Après une belle édition de JACK LE TUEUR DE GEANT, Ciné Malta continue son «Etrange Collection» en y ajoutant un film au style totalement différent. Une programmation éclectique surprenante, ce qui est le minimum puisque les organisateurs de «L'étrange Festival» sont les coupables de cette collection ! EUREKA ajoute une curiosité, qui plus est rare sur le marché français, d'un réalisateur reconnu. Toutefois, au contraire de JACK LE TUEUR DE GEANT, le film de Nicolas Roeg s'avère bien moins accessible…
Non content de sortir EUREKA, un film rarement vu en France en dehors d'un passage dans le cadre de l'Etrange Festival, lors d'une diffusion sur le câble ou de l'édition d'une VHS recadrée datant de Mathusalem, Ciné Malta propose au passage une copie de grande qualité sur laquelle seuls quelques tout petits défauts de pellicule apparaissent ici ou là.

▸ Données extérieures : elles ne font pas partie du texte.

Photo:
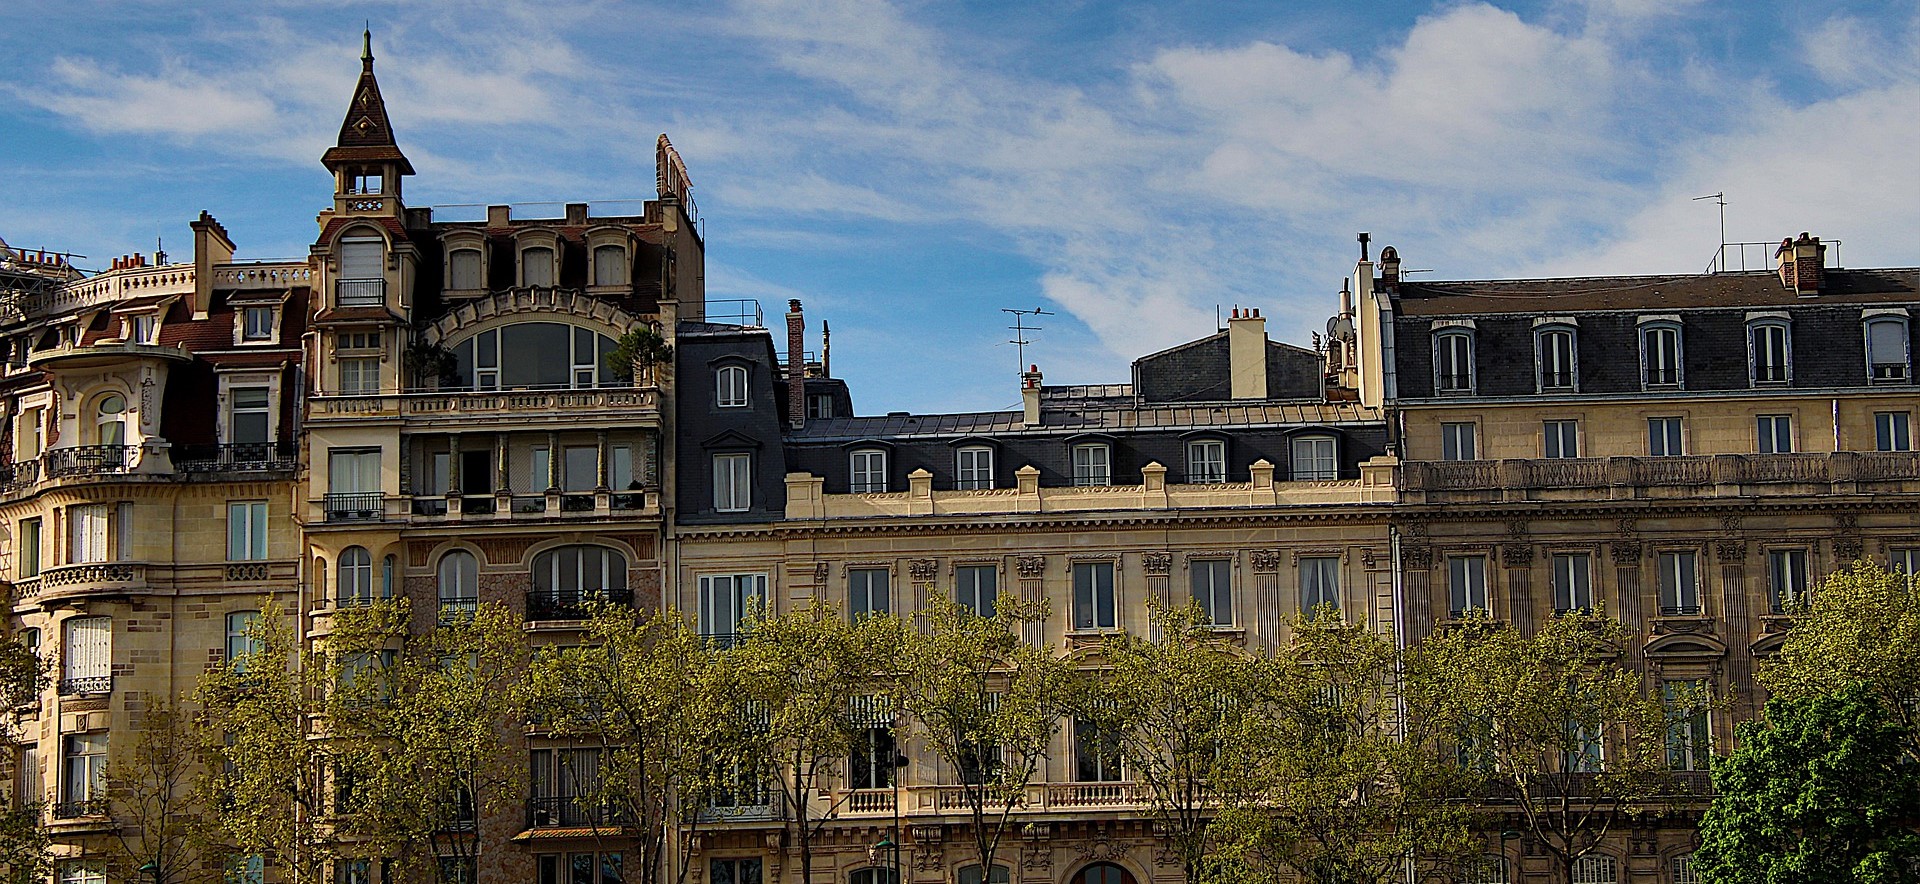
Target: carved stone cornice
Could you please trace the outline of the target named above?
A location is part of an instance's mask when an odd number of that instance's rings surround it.
[[[1046,556],[1015,556],[1013,570],[1021,577],[1033,578],[1047,573]]]
[[[1862,544],[1858,537],[1846,535],[1833,539],[1833,557],[1840,564],[1852,564],[1854,560],[1860,558],[1861,550]]]
[[[1622,568],[1640,564],[1640,549],[1638,540],[1616,540],[1608,545],[1613,563]]]
[[[1719,540],[1713,544],[1713,557],[1722,565],[1737,565],[1747,560],[1747,542],[1744,540]]]
[[[1533,544],[1500,544],[1500,563],[1509,568],[1524,568],[1533,564]]]
[[[1140,554],[1140,570],[1155,577],[1165,577],[1173,569],[1171,553],[1150,552]]]
[[[1282,558],[1277,550],[1256,549],[1247,553],[1247,564],[1255,574],[1272,574],[1280,570]]]
[[[1400,547],[1400,567],[1426,570],[1433,567],[1433,547],[1424,544]]]
[[[938,571],[939,563],[933,559],[914,559],[907,563],[907,576],[915,583],[932,583]]]

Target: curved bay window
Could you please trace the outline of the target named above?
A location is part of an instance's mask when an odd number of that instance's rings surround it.
[[[528,288],[552,288],[554,269],[553,250],[546,246],[532,246],[520,250],[520,284]]]
[[[1133,874],[1113,863],[1094,863],[1073,876],[1072,884],[1134,884]]]
[[[562,546],[533,557],[529,620],[578,620],[596,604],[626,604],[627,557],[605,546]]]
[[[1762,319],[1747,326],[1748,380],[1755,386],[1793,380],[1793,335],[1784,319]]]
[[[1678,387],[1681,371],[1680,325],[1675,322],[1648,323],[1640,328],[1640,384],[1644,387]]]
[[[480,605],[480,563],[473,553],[456,549],[440,557],[437,578],[440,617],[471,617]]]
[[[995,865],[991,875],[980,874],[980,867],[977,865],[960,870],[960,884],[1007,884],[1011,880],[1012,876],[1007,873],[1007,867],[1002,865]]]
[[[479,249],[454,249],[447,253],[447,288],[471,292],[486,287],[480,274]]]
[[[108,393],[93,407],[94,438],[100,445],[127,444],[127,397]]]
[[[1907,320],[1898,316],[1876,316],[1867,320],[1867,380],[1875,383],[1899,383],[1911,374],[1907,338]]]
[[[340,551],[334,563],[334,603],[340,607],[373,604],[373,556],[364,546]]]
[[[621,286],[627,276],[627,250],[621,246],[598,246],[593,250],[593,284]]]
[[[1473,330],[1450,328],[1433,336],[1433,389],[1473,392]]]
[[[1571,326],[1555,325],[1534,333],[1534,361],[1540,392],[1579,387],[1579,355]]]
[[[521,322],[452,345],[456,383],[471,390],[591,389],[612,379],[614,340],[590,328]],[[505,358],[503,358],[505,357]]]

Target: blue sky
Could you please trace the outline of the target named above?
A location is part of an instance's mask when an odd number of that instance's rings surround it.
[[[1920,4],[9,4],[0,237],[302,255],[370,20],[413,205],[611,200],[668,133],[710,298],[807,304],[863,413],[1015,407],[1257,306],[1356,231],[1426,278],[1698,272],[1799,231],[1920,265]]]

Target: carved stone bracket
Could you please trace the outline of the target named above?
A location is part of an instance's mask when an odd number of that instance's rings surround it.
[[[1533,544],[1503,543],[1500,545],[1500,562],[1509,568],[1524,568],[1533,564]]]
[[[1039,577],[1047,572],[1047,557],[1015,556],[1013,569],[1022,577]]]
[[[1739,531],[1741,527],[1741,522],[1742,520],[1738,514],[1729,514],[1729,515],[1721,516],[1720,530],[1726,531],[1729,534],[1735,531]]]
[[[1744,540],[1721,540],[1713,544],[1713,557],[1722,565],[1732,565],[1747,559],[1747,542]]]
[[[915,583],[932,583],[933,575],[938,570],[937,565],[938,563],[933,559],[914,559],[907,563],[907,575]]]
[[[1624,568],[1640,564],[1640,541],[1638,540],[1616,540],[1609,549],[1613,553],[1615,565]]]
[[[1371,548],[1360,550],[1360,565],[1365,568],[1372,568],[1377,561],[1376,556],[1377,554]]]
[[[1271,549],[1256,549],[1247,553],[1247,563],[1253,566],[1255,574],[1272,574],[1280,570],[1281,555]]]
[[[1165,576],[1173,567],[1173,556],[1169,553],[1150,552],[1140,555],[1140,569],[1148,574]]]
[[[1860,530],[1860,515],[1858,513],[1835,513],[1833,515],[1833,530],[1841,534],[1852,534]]]
[[[1847,535],[1833,539],[1833,557],[1841,564],[1851,564],[1855,559],[1860,558],[1860,552],[1861,543],[1858,537]]]
[[[1420,570],[1433,567],[1433,547],[1401,546],[1400,567]]]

Au format cinéma respecté et tirant parti du 16/9, le transfert est donc très largement satisfaisant. Au passage, l'éditeur en a profité pour donner un petit coup de jeune à la bande sonore originale qui permet de donner un peu plus d'ampleur à la version mono d'origine. Pour ceux qui sont allergiques à la lecture de sous-titrages, le disque contient aussi une version française. Ce doublage a été réalisé dans le courant des années 80 et était disponible sur l'édition en VHS du film.
Pour les suppléments, l'éditeur a déterré deux interviews qui ne datent pas d'hier. A vrai dire, il n'est pas vraiment question d'EUREKA dans l'un ou l'autre de ces entretiens menés par Jean-Pierre Dionnet à une période indéterminée puisqu'il n'est fait mention nulle part de la date à laquelle ils ont été faits. Si ces interviews n'apportent aucun éclairage sur EUREKA et malgré des durées assez courtes, elles amènent tout de même leur lot d'informations concernant la carrière de Nicolas Roeg et sa collaboration avec Theresa Russell.
La galerie de photos est composée de quelques clichés promotionnels mais c'est le parent «pauvre» habituel des DVD qui amène une petite surprise. Ciné Malta propose donc une filmographie de Nicolas Roeg en tant que réalisateur, précédée d'un petit texte mentionnant certaines de ses collaborations en tant que chef opérateur ou ses métrages mis en boîte pour la télévision. Jusque là, rien de bien extraordinaire si ce n'est que pour tous les films, il est possible d'obtenir une petite vidéo avec Nicolas Roeg ou Theresa Russell. Une idée lumineuse qui s'avère imparfaite dans le cas présent tant la plupart des interventions sont extrêmement courtes, le plus souvent résumées en une seule phrase. A certains endroits, les déclarations semblent même ne pas avoir de correspondance directe avec le film sélectionné (COLD HEAVEN…). Il y a en tout cas une idée à creuser pour améliorer les filmographies bien souvent statiques et sans grand intérêt sur quasiment toutes les autres éditions DVD.
Casting trois étoiles et réalisateur culte, EUREKA se pare en plus d'un DVD de grande qualité en ce qui concerne la retranscription de l'image et du son. Ceux qui ont appréciés d'autres films de Nicolas Roeg, NE VOUS RETOURNEZ PAS ou L'HOMME QUI VENAIT D'AILLEURS en tête dans le registre fantastique, trouveront là une excellente façon de découvrir ce film méconnu.